Cytochrome P4501A1-Catalyzed Regioselective Activation Mechanism of PAHs and Their Nitrogen-Containing Derivatives

Polycyclic aromatic hydrocarbons (PAHs) and their nitrogen-containing derivatives are persistent environmental pollutants prevalent in combustion byproducts and industrial waste. Human cytochrome P4501A1 (CYP1A1), a key isoform within the cytochrome P450 enzyme family, plays a pivotal role in its oxidative metabolism. Here, a high-level quantum mechanics/molecular mechanics (QM/MM) computational approach was employed to elucidate the regioselective activation mechanisms of three representative compounds: carbazole, fluorene, and 2-aminofluorene. We show that CYP1A1 preferentially activates these compounds through competitive electrophilic addition and hydrogen abstraction pathways. We identify different regioselectivities among the three model compounds.

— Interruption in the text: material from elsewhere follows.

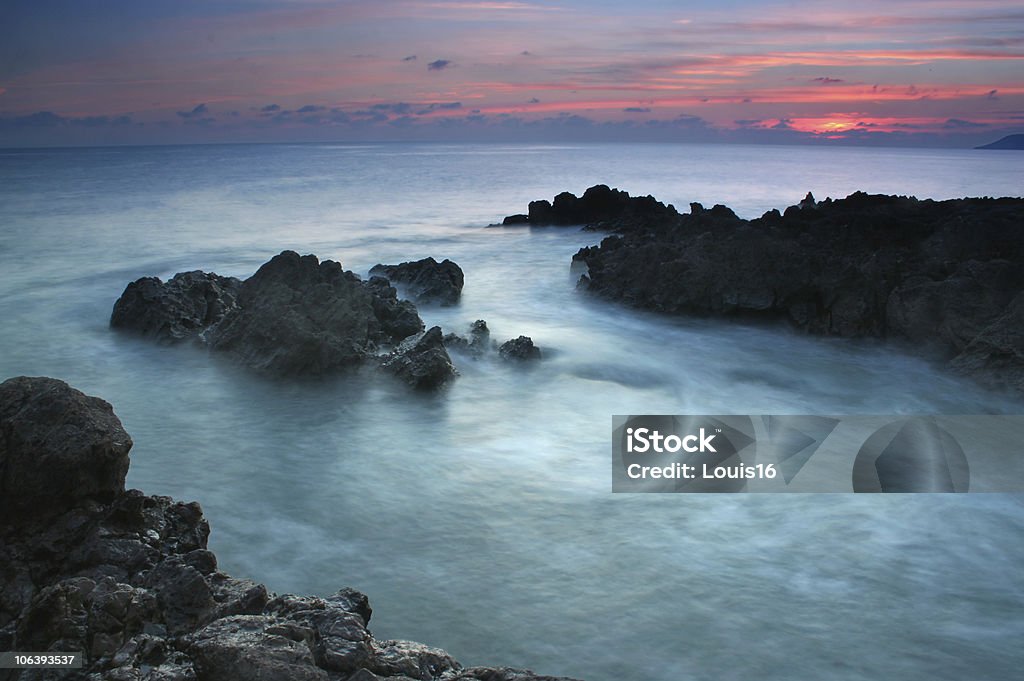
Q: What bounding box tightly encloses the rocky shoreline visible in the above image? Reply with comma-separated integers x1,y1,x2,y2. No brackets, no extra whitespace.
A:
0,377,567,681
111,251,541,390
503,185,1024,392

Correlation analyses reveal that distance DO–C, DO–H, and angle AC–O–Fe are the principal determinants of regioselectivity. The calculated reactivity order is 2-aminofluorene > carbazole > fluorene. These findings provide mechanistic insight into the enzymatic transformation of PAHs and their nitrogen-containing derivatives in human cells, contributing to a more accurate assessment of their potential health risks.